Solution: Can we have two sections in the JD?
- Mandatory Skills
- Good to have Skills
- In resultant, JDs become subsets or supersets of the original requirement | At times they completely lose their originality/identity
It is really important to know whether the JD reaches the intended candidates most suitable for that Job. Once it is posted, it traverses a stage where it is either interpreted or misinterpreted by various stakeholders including Talent sourcing members who find the candidates suitable for the JD, Human resources who approach the candidates, and the candidates who read the JD.
- JDs are on a path (they are hosted/ posted/ circulated)

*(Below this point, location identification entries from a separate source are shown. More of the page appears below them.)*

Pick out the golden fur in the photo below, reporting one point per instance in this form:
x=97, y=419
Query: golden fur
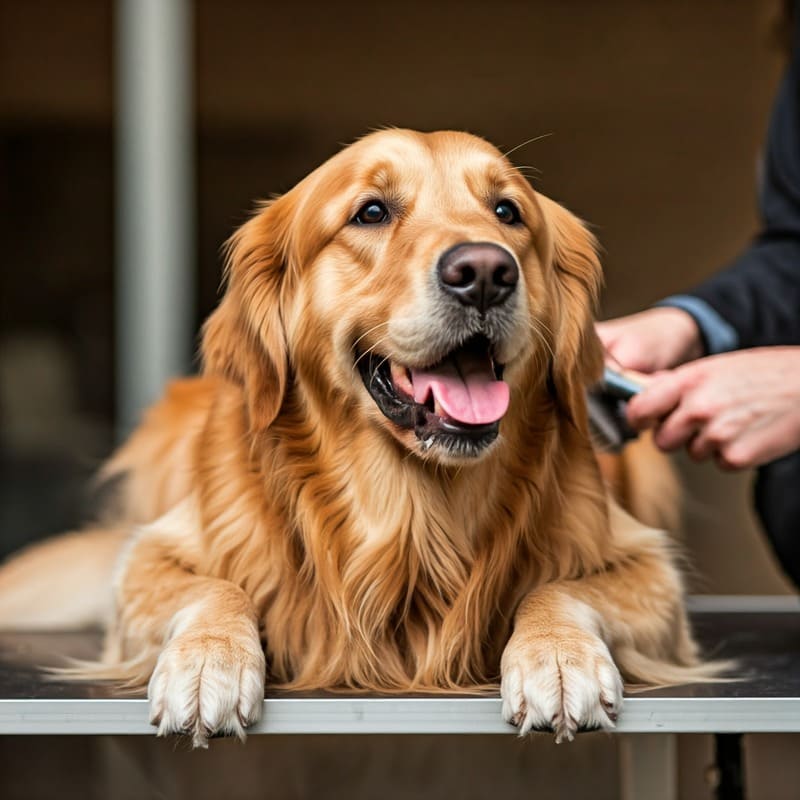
x=275, y=506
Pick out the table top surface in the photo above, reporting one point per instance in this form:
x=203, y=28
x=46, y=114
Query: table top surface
x=764, y=698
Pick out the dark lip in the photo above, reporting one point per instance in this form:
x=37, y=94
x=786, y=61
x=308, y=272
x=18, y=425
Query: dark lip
x=406, y=413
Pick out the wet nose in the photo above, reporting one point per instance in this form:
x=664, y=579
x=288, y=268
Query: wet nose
x=478, y=274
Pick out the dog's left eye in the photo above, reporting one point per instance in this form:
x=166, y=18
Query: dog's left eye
x=371, y=213
x=507, y=212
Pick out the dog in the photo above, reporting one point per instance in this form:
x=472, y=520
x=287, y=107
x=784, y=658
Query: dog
x=383, y=479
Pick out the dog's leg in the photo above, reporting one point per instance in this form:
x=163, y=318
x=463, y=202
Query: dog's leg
x=210, y=669
x=557, y=669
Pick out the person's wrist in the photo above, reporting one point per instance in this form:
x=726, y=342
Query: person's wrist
x=684, y=331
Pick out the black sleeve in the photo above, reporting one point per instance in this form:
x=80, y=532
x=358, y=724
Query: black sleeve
x=759, y=294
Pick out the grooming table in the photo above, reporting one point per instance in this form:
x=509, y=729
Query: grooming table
x=762, y=633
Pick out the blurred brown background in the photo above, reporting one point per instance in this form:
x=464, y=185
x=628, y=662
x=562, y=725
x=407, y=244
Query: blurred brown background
x=654, y=114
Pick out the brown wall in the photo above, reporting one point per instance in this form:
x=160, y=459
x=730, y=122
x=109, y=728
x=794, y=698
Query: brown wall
x=653, y=115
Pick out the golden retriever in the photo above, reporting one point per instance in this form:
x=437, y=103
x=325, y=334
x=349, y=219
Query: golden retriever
x=383, y=479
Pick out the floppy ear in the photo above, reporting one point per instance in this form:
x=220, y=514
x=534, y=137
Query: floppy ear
x=578, y=360
x=244, y=339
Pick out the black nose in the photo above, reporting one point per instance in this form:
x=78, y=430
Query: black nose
x=479, y=274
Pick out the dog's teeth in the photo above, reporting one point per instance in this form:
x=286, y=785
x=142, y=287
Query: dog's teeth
x=401, y=380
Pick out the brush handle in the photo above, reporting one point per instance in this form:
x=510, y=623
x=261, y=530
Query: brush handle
x=618, y=385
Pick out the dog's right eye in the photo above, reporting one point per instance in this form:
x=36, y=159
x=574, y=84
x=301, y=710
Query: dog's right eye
x=371, y=213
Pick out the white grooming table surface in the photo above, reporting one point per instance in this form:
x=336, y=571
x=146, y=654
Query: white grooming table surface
x=762, y=633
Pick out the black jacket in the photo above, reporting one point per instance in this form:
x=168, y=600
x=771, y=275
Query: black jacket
x=759, y=293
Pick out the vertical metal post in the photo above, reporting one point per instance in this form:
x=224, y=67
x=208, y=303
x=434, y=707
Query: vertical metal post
x=155, y=290
x=649, y=766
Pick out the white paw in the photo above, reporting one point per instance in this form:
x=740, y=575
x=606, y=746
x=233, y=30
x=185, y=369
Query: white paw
x=561, y=682
x=206, y=683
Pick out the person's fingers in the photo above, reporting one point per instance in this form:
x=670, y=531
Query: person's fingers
x=703, y=445
x=676, y=430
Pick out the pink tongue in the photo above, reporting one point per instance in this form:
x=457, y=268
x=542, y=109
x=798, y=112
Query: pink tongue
x=465, y=388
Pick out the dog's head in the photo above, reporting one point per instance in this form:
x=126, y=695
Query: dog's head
x=418, y=283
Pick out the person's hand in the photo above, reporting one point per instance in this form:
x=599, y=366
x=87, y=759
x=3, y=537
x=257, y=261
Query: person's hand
x=652, y=340
x=742, y=408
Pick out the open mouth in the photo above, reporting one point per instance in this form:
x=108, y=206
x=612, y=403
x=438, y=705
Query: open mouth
x=456, y=403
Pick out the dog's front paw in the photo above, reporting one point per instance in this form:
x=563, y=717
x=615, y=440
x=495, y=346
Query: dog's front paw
x=561, y=681
x=208, y=682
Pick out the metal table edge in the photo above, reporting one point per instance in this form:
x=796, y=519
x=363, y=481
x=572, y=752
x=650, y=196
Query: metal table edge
x=347, y=715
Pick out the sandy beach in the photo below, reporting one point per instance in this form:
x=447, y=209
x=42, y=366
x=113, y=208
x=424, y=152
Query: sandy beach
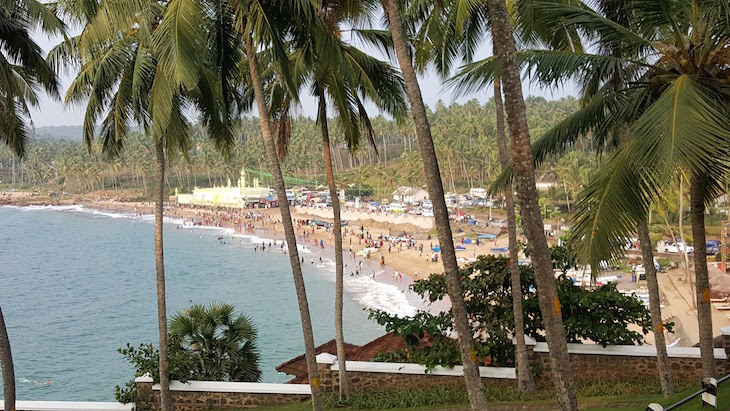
x=402, y=265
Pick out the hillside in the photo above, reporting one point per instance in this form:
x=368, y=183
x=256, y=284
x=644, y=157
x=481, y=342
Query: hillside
x=54, y=133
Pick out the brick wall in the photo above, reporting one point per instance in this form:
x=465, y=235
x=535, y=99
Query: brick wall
x=204, y=395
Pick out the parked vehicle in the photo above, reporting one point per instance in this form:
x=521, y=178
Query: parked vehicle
x=712, y=247
x=397, y=208
x=677, y=248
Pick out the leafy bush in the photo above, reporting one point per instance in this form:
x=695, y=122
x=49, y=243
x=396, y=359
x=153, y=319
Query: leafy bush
x=602, y=315
x=205, y=343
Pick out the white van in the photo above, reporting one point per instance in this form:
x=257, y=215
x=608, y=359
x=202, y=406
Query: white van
x=396, y=208
x=478, y=192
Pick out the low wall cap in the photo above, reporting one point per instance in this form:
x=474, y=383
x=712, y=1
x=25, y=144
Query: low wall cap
x=528, y=340
x=145, y=378
x=326, y=358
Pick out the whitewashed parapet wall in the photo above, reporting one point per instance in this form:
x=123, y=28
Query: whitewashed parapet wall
x=69, y=406
x=381, y=376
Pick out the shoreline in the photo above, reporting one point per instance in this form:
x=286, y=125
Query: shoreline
x=267, y=229
x=403, y=265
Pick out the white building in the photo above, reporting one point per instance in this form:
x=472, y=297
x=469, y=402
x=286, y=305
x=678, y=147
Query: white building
x=478, y=192
x=410, y=194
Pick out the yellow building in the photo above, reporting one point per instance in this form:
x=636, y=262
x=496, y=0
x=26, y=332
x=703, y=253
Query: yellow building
x=229, y=196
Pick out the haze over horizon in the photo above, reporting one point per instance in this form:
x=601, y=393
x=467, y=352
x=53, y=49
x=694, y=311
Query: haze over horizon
x=56, y=113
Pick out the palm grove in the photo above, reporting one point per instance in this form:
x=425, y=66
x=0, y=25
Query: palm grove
x=654, y=102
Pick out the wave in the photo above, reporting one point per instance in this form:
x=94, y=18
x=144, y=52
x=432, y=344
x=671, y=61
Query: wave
x=387, y=297
x=365, y=290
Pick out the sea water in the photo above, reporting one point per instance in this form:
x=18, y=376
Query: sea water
x=77, y=284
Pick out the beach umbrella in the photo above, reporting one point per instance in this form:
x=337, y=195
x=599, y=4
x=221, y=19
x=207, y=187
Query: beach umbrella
x=720, y=280
x=721, y=289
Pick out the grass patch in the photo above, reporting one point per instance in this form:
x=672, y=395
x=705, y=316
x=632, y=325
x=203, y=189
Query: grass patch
x=634, y=394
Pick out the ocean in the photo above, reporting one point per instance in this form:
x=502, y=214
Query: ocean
x=77, y=284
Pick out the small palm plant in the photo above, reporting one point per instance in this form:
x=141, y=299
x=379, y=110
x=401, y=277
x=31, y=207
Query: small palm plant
x=223, y=341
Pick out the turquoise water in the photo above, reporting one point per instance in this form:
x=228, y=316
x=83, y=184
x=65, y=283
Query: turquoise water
x=78, y=284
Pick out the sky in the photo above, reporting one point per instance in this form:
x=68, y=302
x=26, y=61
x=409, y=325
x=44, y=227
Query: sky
x=56, y=113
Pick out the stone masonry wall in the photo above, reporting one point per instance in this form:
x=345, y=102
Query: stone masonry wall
x=381, y=381
x=149, y=400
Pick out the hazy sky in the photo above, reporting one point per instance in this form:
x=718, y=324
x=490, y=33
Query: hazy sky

- Interpreted by different stakeholders in the process
- At times (or a majority of the times?) overlooked by prospects for the primary requirements
Solution: If reading takes too much, can there be audio/ visual JDs precisely talking about
- Who we are
- what we are looking for and
- What will you do (get to do) if you join us?
Young or dead
Some fortunate JDs have a long life because the requirement keeps evolving along with the stakeholder’s understanding and the JD lives longer and gets better. Some unfortunate JDs do not live up to the expectations of all the stakeholders and are never updated.

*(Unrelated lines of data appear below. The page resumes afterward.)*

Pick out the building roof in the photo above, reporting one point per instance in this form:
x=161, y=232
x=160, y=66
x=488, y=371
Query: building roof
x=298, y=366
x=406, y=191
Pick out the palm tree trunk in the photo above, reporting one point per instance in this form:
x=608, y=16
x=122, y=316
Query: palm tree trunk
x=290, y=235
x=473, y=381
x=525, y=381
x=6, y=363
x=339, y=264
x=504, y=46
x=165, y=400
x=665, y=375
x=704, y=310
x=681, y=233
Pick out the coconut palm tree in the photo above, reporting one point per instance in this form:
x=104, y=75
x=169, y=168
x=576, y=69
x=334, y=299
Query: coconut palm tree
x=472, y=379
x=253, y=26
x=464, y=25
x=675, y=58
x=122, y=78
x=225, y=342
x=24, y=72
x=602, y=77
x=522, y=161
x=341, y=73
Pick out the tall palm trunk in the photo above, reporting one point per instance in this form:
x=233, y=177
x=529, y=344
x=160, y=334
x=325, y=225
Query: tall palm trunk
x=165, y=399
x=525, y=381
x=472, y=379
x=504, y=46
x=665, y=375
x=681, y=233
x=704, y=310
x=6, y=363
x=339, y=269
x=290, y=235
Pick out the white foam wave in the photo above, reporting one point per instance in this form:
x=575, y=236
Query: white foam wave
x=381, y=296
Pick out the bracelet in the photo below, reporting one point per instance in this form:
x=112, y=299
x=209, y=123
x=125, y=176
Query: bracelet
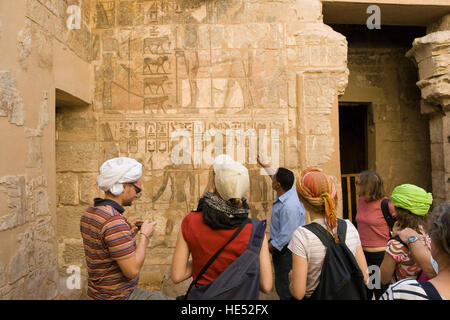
x=145, y=235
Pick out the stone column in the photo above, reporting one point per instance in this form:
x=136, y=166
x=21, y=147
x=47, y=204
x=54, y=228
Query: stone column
x=431, y=53
x=317, y=60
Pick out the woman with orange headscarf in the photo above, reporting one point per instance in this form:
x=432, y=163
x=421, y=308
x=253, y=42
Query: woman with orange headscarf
x=317, y=192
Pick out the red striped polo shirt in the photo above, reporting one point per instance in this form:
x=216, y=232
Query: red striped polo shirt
x=107, y=237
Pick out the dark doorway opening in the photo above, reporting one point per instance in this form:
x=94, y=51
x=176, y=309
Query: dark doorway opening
x=353, y=122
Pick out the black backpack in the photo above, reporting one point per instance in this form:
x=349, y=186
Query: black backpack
x=240, y=280
x=341, y=278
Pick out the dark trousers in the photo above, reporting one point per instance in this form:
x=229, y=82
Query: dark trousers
x=375, y=258
x=282, y=263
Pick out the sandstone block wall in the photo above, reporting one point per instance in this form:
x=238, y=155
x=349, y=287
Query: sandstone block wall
x=30, y=31
x=398, y=134
x=271, y=69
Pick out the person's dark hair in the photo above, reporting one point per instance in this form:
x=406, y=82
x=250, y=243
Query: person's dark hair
x=407, y=219
x=439, y=227
x=371, y=186
x=285, y=177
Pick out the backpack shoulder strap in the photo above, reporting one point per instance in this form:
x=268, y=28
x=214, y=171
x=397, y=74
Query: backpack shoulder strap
x=206, y=266
x=386, y=213
x=430, y=290
x=320, y=232
x=399, y=240
x=324, y=235
x=342, y=230
x=257, y=236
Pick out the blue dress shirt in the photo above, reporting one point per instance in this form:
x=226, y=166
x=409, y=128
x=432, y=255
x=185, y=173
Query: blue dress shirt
x=288, y=213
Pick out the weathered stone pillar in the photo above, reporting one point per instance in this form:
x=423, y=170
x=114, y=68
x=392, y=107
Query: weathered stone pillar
x=431, y=53
x=317, y=57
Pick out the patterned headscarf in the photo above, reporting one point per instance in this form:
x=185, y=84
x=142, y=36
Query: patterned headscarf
x=318, y=190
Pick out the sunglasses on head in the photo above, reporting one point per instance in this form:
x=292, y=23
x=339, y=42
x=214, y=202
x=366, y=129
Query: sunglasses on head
x=136, y=188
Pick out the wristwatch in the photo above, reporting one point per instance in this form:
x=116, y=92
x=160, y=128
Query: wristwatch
x=412, y=239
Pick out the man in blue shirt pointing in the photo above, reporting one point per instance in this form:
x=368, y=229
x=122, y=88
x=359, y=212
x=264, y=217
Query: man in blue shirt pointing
x=288, y=213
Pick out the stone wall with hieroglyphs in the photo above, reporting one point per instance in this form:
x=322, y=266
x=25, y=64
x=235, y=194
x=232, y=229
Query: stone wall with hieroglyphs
x=213, y=69
x=31, y=31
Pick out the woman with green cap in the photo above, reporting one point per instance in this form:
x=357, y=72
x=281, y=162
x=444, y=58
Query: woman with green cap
x=412, y=204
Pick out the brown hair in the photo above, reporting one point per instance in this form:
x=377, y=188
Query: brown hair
x=316, y=190
x=371, y=186
x=407, y=219
x=439, y=227
x=236, y=202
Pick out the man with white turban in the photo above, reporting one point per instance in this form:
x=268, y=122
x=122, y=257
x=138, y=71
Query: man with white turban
x=113, y=258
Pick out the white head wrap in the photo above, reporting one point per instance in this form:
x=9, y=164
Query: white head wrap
x=116, y=171
x=231, y=178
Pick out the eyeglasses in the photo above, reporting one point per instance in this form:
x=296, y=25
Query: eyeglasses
x=136, y=188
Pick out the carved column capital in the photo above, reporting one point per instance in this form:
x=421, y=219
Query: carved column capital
x=431, y=54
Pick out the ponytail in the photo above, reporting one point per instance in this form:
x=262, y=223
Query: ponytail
x=330, y=215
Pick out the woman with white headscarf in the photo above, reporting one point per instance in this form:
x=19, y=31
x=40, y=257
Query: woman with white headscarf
x=221, y=213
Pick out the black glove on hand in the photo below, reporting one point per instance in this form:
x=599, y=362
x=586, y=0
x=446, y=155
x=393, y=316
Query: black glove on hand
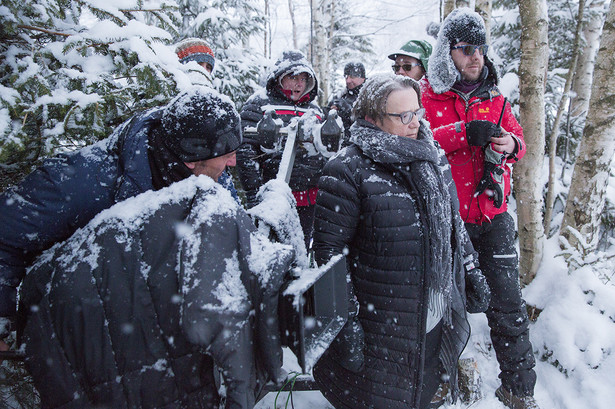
x=477, y=291
x=492, y=183
x=479, y=133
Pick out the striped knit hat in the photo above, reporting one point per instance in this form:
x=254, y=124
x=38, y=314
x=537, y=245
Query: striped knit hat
x=195, y=49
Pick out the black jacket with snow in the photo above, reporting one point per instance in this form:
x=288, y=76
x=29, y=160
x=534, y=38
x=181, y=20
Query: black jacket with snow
x=377, y=218
x=135, y=309
x=256, y=165
x=66, y=192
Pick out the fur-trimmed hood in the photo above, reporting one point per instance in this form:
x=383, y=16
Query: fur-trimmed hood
x=292, y=62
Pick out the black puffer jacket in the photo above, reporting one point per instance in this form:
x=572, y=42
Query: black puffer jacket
x=376, y=217
x=344, y=103
x=134, y=310
x=255, y=165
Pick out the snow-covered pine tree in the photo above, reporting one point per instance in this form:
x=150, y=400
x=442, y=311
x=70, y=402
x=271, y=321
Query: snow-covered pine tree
x=228, y=25
x=70, y=72
x=336, y=40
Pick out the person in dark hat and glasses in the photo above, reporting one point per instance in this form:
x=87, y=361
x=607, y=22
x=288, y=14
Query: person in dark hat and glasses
x=475, y=126
x=354, y=74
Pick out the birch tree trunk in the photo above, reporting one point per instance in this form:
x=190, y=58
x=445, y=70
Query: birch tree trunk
x=581, y=88
x=291, y=11
x=558, y=117
x=528, y=189
x=321, y=57
x=447, y=7
x=580, y=226
x=483, y=7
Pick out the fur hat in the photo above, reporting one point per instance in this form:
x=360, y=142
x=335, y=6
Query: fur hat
x=195, y=49
x=462, y=24
x=354, y=69
x=464, y=27
x=201, y=124
x=292, y=62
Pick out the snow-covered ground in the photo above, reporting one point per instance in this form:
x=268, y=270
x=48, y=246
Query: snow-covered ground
x=575, y=332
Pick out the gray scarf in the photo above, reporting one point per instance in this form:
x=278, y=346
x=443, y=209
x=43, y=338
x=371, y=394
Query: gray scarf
x=416, y=163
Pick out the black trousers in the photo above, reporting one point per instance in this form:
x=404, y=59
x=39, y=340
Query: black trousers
x=507, y=314
x=306, y=219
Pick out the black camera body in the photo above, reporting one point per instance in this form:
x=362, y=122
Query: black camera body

- A JD revisited and reviewed as per the changing requirements can live longer
- JD without maintenance would become obsolete soon
- please find out if anybody did a performance analysis of a JD where performance is measured in terms of response to the JD
It is really important to know the significance of JD in the life of its various stakeholders. Some candidates would be interested to ask for the JD and they seriously read it in order to understand the requirement and to find out whether the work would be of their interest.
These questions can be worth answering
- "I give you a JD, you give me a resume" -- handshake, is that the primary goal in the life of a JD?
- Who reads the JD? The guy you reached is doing product management for over 15 years, why is he asking for JD? He knows what a product manager does.
- Everybody expects a perfect match, however precise description of a perfect match is rarely written down. Well-written JDs are a rare breed. What is your preference? A lean JD, a Fully Featured one, or No JD?
At least I would like to see a JD! - this would be an ask from the candidate. So is that the only reason for writing a JD? So that some JD can be shown to him to keep the conversation thread going?
It is important to check whether the requirement captured in JD is really what is gathered at the beginning. Is the JD reflection of the understanding of requirements of all stakeholders and mainly the hiring committee where the JD originated? Some JDs evolve with time. Shouldn't they be updated from time to time?